Obszerne oświadczenie znalazło się także na profilu Janowskiego na Facebooku.

"Jak powstają plotki, czyli "nie wiem, nie znam, ale się wypowiem". Tak rodzi się HEJT! "Drogi zawodowe Izabelli Krzan i Roberta Janowskiego NIGDY się nie przecięły". To prawda. Nie mieliśmy przyjemności się spotkać. Nie znam pani Izabelli, nie pracowaliśmy razem, nie dane nam było nawet minąć się gdzieś na korytarzu w TV. Jako widz mogę jedynie powiedzieć, że wydawała się profesjonalna i bardzo lubiana w tej profesji. Sam, wykonując zawód, który cieszy się publicznym zaufaniem, staram się być w pracy rzetelny, prawdziwy, otwarty. W życiu - przyzwoity. Wiem, na czym polega i czym "żyje" internetowy świat, ale podchodzę do tego z przymrużeniem oka. Dzielę się swoją twórczością, planami zawodowymi, czasem pochwalę się rodziną i przyjaciółmi. Unikam przepychanek, nie komentuję, nie plotkuję, a już na pewno nie pochwalam agresji i słów nienawiści. Nie wiem, nie znam, więc się NIE WYPOWIADAM! Jest tyle zła na świecie, hejt w internecie sięgnął zenitu. Bo można, bo wydaje się anonimowy, bo, w większości przypadków, jest bezkarny.
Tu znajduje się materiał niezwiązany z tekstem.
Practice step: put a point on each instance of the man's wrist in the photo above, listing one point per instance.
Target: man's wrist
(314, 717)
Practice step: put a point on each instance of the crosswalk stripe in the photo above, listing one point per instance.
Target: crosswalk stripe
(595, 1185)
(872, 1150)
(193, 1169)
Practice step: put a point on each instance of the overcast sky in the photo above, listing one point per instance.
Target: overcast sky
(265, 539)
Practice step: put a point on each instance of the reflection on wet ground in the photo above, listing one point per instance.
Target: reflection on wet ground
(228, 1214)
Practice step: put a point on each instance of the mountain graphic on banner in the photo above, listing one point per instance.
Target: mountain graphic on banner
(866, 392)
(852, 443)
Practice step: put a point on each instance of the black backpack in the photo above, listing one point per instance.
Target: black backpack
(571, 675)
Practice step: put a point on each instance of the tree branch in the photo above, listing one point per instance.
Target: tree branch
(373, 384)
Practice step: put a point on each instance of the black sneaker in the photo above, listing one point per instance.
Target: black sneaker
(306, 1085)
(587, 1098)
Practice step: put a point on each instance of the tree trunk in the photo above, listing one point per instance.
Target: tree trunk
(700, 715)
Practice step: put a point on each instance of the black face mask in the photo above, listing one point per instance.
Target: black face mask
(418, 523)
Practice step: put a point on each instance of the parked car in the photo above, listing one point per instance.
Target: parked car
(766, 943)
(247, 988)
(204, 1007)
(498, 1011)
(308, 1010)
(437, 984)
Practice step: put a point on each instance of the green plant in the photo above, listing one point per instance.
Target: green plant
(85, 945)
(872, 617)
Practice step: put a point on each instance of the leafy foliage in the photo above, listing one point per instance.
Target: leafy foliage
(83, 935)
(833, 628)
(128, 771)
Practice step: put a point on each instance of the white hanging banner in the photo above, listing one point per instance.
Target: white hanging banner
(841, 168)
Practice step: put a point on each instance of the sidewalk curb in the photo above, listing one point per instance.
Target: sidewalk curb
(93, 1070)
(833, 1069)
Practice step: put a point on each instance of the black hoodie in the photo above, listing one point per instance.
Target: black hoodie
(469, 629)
My więc, osoby tzw. publiczne, powinniśmy dawać dobry przykład, "równać w górę", mnożyć radość i nie dzielić. Bez względu na wszystko, NIE DZIELIĆ! "Podobno", "słyszałam, że", "chodzą plotki, jakoby" itd., itp. Od tego zazwyczaj zaczyna się HEJT, który NIGDY nie jest niewinny. Bo nie wiemy, kim jest ofiara, jakim jest człowiekiem, jaką ma konstrukcję psychiczną. Zaczyna się od kilku takich słów, a kończy, niejednokrotnie, tragicznie. Nam, osobom publicznym, nie wolno więcej. Wolno nam dokładnie tyle samo, ile każdemu człowiekowi. A czasami o jeden krok mniej. Bo wystawieni jesteśmy na ocenę. Pani Izabella postanowiła ocenić się sama. Bo zawsze, i będę to podkreślał za każdym razem, ZAWSZE mowa nienawiści świadczy TYLKO o jej autorze. Tylko HEJTER ponosi odpowiedzialność. Tylko HEJTER jest winny. I tylko HEJTER powinien za to odpowiedzieć. Wstyd! Smutek! Zażenowanie!" - napisał Robert Janowski.